Temeraire in China
By Cheryl Morgan
One of the problems with writing a sequel to a very successful genre novel is that you have probably used up most of your surprises. A well-designed trilogy can be crafted so as to allow the mysteries to be leaked out slowly over the full length of the work. But if instead you are writing the first book of what might become a lengthy series you pretty much have to set the scene fairly thoroughly in book one, and that means nothing new to put in book two.
This may be why Naomi Novik decided use book two of her Temeraire series to resolve the Chinese problem immediately, rather than have it hanging over Temeraire and Laurence until Napoleon had been dealt with. It takes the characters well away from the hurly burly of Napoleonic warfare and introduces a whole new "alien" landscape in the form of Imperial China. Consequently Throne of Jade is a very different book to Temeraire, and reader interest is maintained.

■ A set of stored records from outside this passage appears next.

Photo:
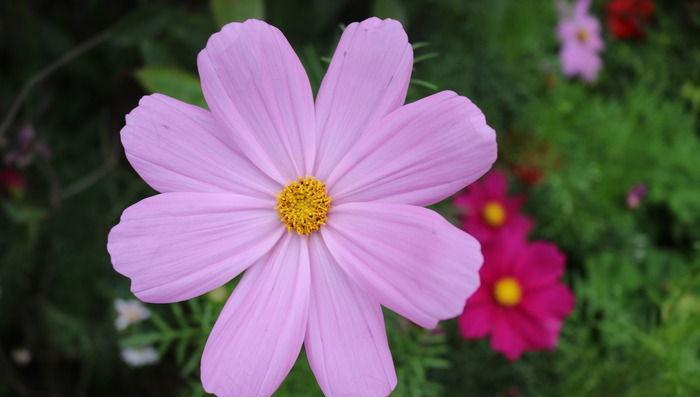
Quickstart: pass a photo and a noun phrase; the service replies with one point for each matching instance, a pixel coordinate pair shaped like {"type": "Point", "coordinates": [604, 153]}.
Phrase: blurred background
{"type": "Point", "coordinates": [609, 168]}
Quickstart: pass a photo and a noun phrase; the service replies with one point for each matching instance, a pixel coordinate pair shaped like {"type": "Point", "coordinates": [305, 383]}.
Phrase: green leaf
{"type": "Point", "coordinates": [172, 82]}
{"type": "Point", "coordinates": [22, 213]}
{"type": "Point", "coordinates": [390, 9]}
{"type": "Point", "coordinates": [226, 11]}
{"type": "Point", "coordinates": [140, 340]}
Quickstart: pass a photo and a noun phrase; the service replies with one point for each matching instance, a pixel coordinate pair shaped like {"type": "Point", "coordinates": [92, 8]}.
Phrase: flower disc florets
{"type": "Point", "coordinates": [303, 205]}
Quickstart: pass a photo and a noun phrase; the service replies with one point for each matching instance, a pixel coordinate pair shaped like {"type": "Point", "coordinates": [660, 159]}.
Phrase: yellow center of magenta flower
{"type": "Point", "coordinates": [303, 205]}
{"type": "Point", "coordinates": [582, 36]}
{"type": "Point", "coordinates": [494, 214]}
{"type": "Point", "coordinates": [507, 292]}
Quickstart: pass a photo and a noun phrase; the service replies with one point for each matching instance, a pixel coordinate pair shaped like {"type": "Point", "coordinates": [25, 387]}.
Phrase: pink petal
{"type": "Point", "coordinates": [367, 78]}
{"type": "Point", "coordinates": [174, 147]}
{"type": "Point", "coordinates": [408, 258]}
{"type": "Point", "coordinates": [256, 86]}
{"type": "Point", "coordinates": [259, 334]}
{"type": "Point", "coordinates": [175, 246]}
{"type": "Point", "coordinates": [345, 341]}
{"type": "Point", "coordinates": [495, 185]}
{"type": "Point", "coordinates": [419, 154]}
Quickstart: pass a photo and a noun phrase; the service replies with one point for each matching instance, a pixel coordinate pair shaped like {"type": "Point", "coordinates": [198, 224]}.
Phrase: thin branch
{"type": "Point", "coordinates": [46, 72]}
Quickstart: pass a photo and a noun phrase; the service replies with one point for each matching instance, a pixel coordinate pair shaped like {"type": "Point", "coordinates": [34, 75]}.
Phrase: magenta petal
{"type": "Point", "coordinates": [553, 301]}
{"type": "Point", "coordinates": [256, 86]}
{"type": "Point", "coordinates": [175, 246]}
{"type": "Point", "coordinates": [419, 154]}
{"type": "Point", "coordinates": [346, 341]}
{"type": "Point", "coordinates": [174, 147]}
{"type": "Point", "coordinates": [408, 258]}
{"type": "Point", "coordinates": [259, 334]}
{"type": "Point", "coordinates": [367, 78]}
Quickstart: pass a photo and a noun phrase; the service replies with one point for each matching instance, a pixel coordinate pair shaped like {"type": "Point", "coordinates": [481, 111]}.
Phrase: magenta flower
{"type": "Point", "coordinates": [581, 42]}
{"type": "Point", "coordinates": [319, 203]}
{"type": "Point", "coordinates": [488, 211]}
{"type": "Point", "coordinates": [521, 303]}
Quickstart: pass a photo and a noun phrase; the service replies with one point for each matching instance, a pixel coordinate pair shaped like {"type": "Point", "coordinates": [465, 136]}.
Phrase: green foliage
{"type": "Point", "coordinates": [635, 272]}
{"type": "Point", "coordinates": [226, 11]}
{"type": "Point", "coordinates": [172, 82]}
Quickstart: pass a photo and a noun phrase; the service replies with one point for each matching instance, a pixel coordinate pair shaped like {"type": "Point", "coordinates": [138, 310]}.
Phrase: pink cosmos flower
{"type": "Point", "coordinates": [320, 203]}
{"type": "Point", "coordinates": [521, 303]}
{"type": "Point", "coordinates": [488, 210]}
{"type": "Point", "coordinates": [581, 42]}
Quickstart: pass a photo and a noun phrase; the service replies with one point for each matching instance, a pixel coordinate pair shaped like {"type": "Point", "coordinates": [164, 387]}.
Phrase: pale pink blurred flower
{"type": "Point", "coordinates": [129, 312]}
{"type": "Point", "coordinates": [320, 202]}
{"type": "Point", "coordinates": [581, 41]}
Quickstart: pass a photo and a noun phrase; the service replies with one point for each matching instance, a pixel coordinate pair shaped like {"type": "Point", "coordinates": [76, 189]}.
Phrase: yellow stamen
{"type": "Point", "coordinates": [303, 205]}
{"type": "Point", "coordinates": [494, 214]}
{"type": "Point", "coordinates": [582, 36]}
{"type": "Point", "coordinates": [507, 292]}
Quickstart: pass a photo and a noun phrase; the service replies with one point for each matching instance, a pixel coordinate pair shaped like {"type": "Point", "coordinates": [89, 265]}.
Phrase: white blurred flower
{"type": "Point", "coordinates": [129, 312]}
{"type": "Point", "coordinates": [21, 356]}
{"type": "Point", "coordinates": [139, 356]}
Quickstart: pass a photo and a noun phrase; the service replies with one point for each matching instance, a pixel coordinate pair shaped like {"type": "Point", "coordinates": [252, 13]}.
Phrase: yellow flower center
{"type": "Point", "coordinates": [494, 214]}
{"type": "Point", "coordinates": [303, 205]}
{"type": "Point", "coordinates": [582, 36]}
{"type": "Point", "coordinates": [507, 292]}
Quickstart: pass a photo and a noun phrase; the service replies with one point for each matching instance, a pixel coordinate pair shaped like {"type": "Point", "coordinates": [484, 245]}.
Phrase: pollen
{"type": "Point", "coordinates": [303, 205]}
{"type": "Point", "coordinates": [582, 35]}
{"type": "Point", "coordinates": [494, 214]}
{"type": "Point", "coordinates": [507, 292]}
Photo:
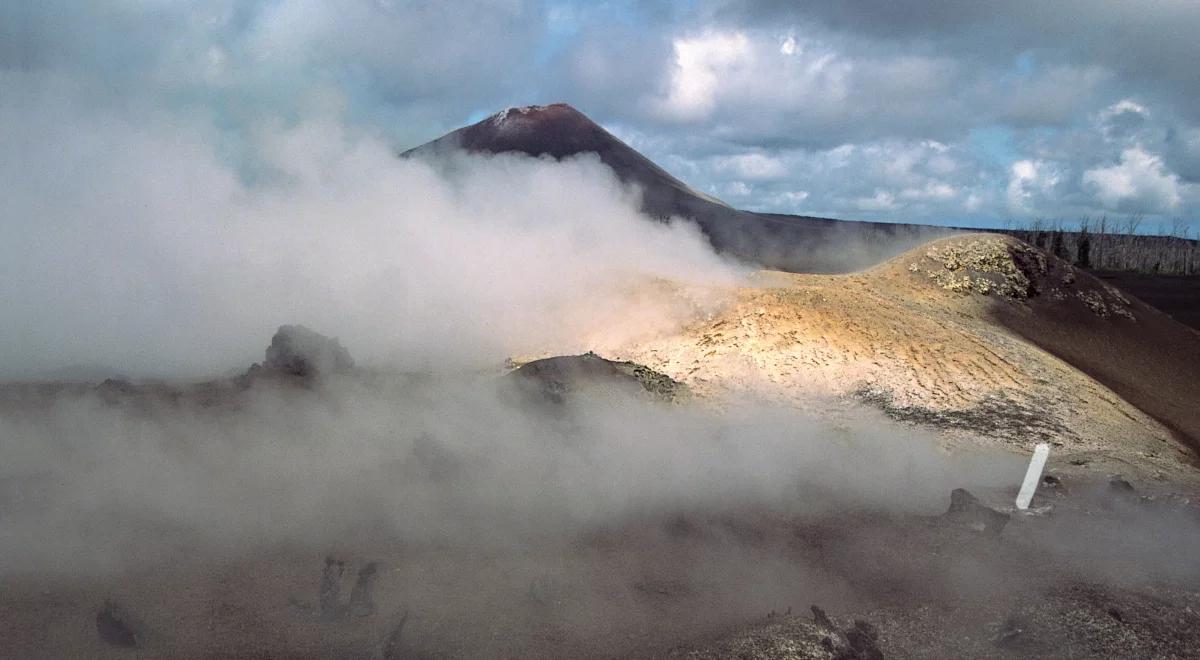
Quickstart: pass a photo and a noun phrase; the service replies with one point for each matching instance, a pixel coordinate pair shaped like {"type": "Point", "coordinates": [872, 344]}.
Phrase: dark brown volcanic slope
{"type": "Point", "coordinates": [798, 244]}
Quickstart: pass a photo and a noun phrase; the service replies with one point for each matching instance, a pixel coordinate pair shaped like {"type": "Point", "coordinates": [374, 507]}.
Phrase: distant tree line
{"type": "Point", "coordinates": [1105, 244]}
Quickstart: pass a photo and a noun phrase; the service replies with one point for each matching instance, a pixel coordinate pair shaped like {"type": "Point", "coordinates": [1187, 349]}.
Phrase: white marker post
{"type": "Point", "coordinates": [1032, 475]}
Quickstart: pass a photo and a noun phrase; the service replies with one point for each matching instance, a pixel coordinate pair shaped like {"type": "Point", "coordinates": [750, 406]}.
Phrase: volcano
{"type": "Point", "coordinates": [797, 244]}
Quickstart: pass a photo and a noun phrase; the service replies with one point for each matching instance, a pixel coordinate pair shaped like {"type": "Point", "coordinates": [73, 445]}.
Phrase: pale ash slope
{"type": "Point", "coordinates": [919, 336]}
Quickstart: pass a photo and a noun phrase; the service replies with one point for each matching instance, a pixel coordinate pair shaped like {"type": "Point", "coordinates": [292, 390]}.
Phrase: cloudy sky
{"type": "Point", "coordinates": [939, 111]}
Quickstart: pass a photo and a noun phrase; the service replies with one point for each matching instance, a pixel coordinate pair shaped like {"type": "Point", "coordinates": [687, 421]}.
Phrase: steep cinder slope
{"type": "Point", "coordinates": [971, 334]}
{"type": "Point", "coordinates": [799, 244]}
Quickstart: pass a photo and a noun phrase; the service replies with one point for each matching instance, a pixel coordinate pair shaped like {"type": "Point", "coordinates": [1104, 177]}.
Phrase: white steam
{"type": "Point", "coordinates": [136, 241]}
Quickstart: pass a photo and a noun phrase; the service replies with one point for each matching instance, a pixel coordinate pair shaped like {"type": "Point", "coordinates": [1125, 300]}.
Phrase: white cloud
{"type": "Point", "coordinates": [701, 64]}
{"type": "Point", "coordinates": [1140, 183]}
{"type": "Point", "coordinates": [1031, 181]}
{"type": "Point", "coordinates": [755, 166]}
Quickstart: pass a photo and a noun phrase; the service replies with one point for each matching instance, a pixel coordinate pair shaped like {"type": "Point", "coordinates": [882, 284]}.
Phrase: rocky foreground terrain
{"type": "Point", "coordinates": [1102, 565]}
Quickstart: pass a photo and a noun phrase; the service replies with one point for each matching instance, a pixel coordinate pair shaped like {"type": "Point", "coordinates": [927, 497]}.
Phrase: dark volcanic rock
{"type": "Point", "coordinates": [556, 378]}
{"type": "Point", "coordinates": [779, 241]}
{"type": "Point", "coordinates": [298, 351]}
{"type": "Point", "coordinates": [967, 510]}
{"type": "Point", "coordinates": [115, 627]}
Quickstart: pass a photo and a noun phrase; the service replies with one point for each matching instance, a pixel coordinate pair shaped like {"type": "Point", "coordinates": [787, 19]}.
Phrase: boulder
{"type": "Point", "coordinates": [967, 510]}
{"type": "Point", "coordinates": [299, 351]}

Just as a quick reminder, we learned in the first book that Temeraire is a Chinese dragon of the Celestial breed normally reserved for the personal use of the Imperial Family. He had been intended as a gift for the Emperor Napoleon, but having been egg-napped on the high seas by a British frigate he ended up being impressed by Captain William Laurence. The two quickly prove their worth in battle, but no one expects the Chinese to be happy about this turn of events, and so it proves.
At the beginning of Throne of Jade we learn that a deputation has arrived in London from China. Led by the Emperor’s brother, no less, they are demanding the immediate return of Temeraire to his homeland. Concerned that the Chinese might ally themselves more closely with Napoleon, and possibly even launch an attack on Russia, Mr. Pitt and the Admiralty decide to accede to the Chinese demands. Temeraire, of course, refuses to go anywhere without Laurence, so the two of them end up on a transport ship taking the long journey by sea to the Far East.
Once again Novik shows a deft touch in her handling of the alternate world. She brings in salient contemporary detail, such as noting the existence of the slave trade as they pass West Africa. We learn that Laurence’s father, Lord Allendale, is a political ally of Wilberforce — something of a surprise given his crusty attitudes towards dragonriders. Then there is the whole matter of Darkest Africa. In a world where dragons exist, what strange creatures might menace Temeraire and his human friends on their journey?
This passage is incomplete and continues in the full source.